Let’s take a look at each high-quality characteristic:

  • Earnings growth and stability: The sectors with the highest earnings growth over the past 10 years are Information Technology, Health Care, Financials, and Consumer Discretionary. More recently, Telecommunications was expanded to include media and entertainment and renamed Communication Services. Historical growth is abnormally low in this sector due to a shorter history for the media and entertainment component, which has had significantly higher growth rates. We expect earnings growth to increase in the Communication Services sector over time.
  • Return on equity (ROE): This is a measure of profitably and firm efficiency. Companies in sectors with comparatively higher ROE need less capital investment to sustain their business. Information Technology, Consumer Staples, Consumer Discretionary, and Health Care historically have had the highest ROE, while Energy, Utilities, Real Estate and Financials have had the lowest.
  • Financial leverage: This can be measured by comparing a firm’s debt to its income (or earnings before interest, taxes, depreciation and amortization). Companies with low leverage typically have higher credit ratings, a lower level of financial obligations, and the ability to borrow at relatively low costs. Sectors with solid debt coverage ratios include Communication Services, Consumer Discretionary, Health Care, and Information Technology.

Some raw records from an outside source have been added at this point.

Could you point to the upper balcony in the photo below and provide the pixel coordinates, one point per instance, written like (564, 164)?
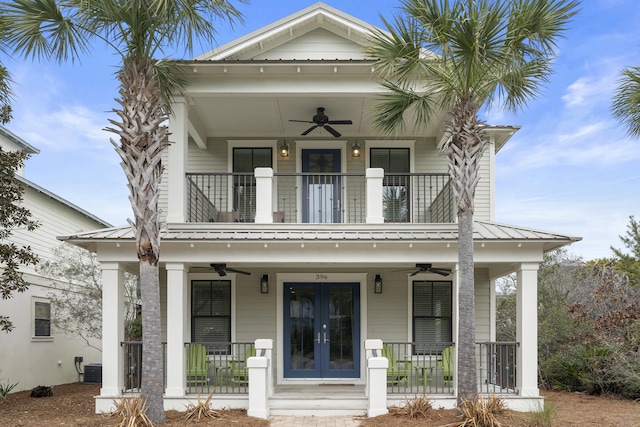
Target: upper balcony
(312, 198)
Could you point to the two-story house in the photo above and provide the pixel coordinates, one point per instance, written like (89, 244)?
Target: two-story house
(312, 258)
(37, 352)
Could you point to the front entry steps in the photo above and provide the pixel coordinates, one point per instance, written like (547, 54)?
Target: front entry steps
(318, 400)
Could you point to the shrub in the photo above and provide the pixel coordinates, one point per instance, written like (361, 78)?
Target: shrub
(418, 407)
(5, 389)
(201, 409)
(544, 417)
(481, 412)
(132, 413)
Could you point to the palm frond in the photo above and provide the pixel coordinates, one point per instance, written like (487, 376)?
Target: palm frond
(626, 101)
(45, 29)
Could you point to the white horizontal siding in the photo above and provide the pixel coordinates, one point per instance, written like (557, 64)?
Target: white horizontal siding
(316, 44)
(55, 219)
(43, 361)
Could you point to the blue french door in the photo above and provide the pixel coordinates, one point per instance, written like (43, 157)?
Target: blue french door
(322, 186)
(322, 330)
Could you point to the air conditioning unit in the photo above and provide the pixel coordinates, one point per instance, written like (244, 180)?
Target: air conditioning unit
(93, 373)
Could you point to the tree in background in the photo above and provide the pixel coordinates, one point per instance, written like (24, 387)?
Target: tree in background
(626, 101)
(77, 280)
(630, 262)
(461, 56)
(138, 31)
(13, 216)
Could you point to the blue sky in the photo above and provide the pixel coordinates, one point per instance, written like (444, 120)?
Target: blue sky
(570, 169)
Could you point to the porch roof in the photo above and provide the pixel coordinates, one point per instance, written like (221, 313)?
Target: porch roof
(484, 231)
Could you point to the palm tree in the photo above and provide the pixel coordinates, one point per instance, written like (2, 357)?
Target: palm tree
(5, 78)
(462, 56)
(137, 30)
(626, 103)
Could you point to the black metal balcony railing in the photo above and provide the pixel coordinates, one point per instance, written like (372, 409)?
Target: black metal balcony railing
(497, 363)
(320, 198)
(132, 352)
(427, 368)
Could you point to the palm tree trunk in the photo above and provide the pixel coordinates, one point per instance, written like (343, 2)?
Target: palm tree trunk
(467, 382)
(142, 139)
(464, 151)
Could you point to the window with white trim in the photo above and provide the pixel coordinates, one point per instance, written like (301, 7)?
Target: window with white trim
(211, 311)
(41, 318)
(432, 311)
(395, 186)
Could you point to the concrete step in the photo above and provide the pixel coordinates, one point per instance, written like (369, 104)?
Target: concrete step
(318, 401)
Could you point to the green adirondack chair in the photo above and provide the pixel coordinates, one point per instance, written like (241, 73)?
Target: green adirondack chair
(197, 365)
(445, 365)
(238, 368)
(398, 370)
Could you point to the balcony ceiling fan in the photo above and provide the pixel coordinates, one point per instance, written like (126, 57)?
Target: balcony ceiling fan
(221, 269)
(321, 120)
(427, 268)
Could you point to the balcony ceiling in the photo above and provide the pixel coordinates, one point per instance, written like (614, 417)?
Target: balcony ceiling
(269, 116)
(254, 101)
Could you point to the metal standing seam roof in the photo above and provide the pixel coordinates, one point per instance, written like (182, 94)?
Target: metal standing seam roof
(483, 231)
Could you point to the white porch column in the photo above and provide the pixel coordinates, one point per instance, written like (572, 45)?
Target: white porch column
(264, 192)
(176, 329)
(258, 393)
(264, 348)
(177, 150)
(374, 195)
(527, 329)
(372, 348)
(377, 386)
(112, 328)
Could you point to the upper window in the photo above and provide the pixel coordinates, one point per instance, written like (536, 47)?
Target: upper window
(245, 160)
(432, 312)
(211, 311)
(42, 319)
(395, 186)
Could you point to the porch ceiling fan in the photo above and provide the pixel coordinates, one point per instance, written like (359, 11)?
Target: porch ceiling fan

Throughout 2020, our tactical guidance (6 to 18 months) has favored sectors that provide exposure to higher-quality companies. We’ve found that these sectors have been more resilient during times of uncertainty, due to their low leverage, stable earnings growth, and high profitability. They also have worked well in the early stages of a recovery when there is a lack of earnings visibility and investors are trying to assess the sustainability of an economic rebound. 

Nonetheless, we realize that high-quality U.S. large-cap equities may not outperform all other asset classes indefinitely. Neither should Information Technology and other high-quality sectors outperform all the others forever. If the economic recovery gains footing, the yield curve steepens, and the U.S. dollar weakens, we would expect to see broader participation across asset classes and sectors.

Although the economy and equity markets appear to have bottomed, market risks remain in 2020 and 2021. With the potential for heightened volatility (due to COVID-19 and election policy uncertainty) in the coming months, we continue to prefer high-quality equity investments. We believe that U.S. stocks, particularly those with larger market capitalizations, in the Communication Services, Consumer Discretionary, Health Care, and Information Technology sectors, exhibit higher-quality characteristics and should be favored as we head into year-end.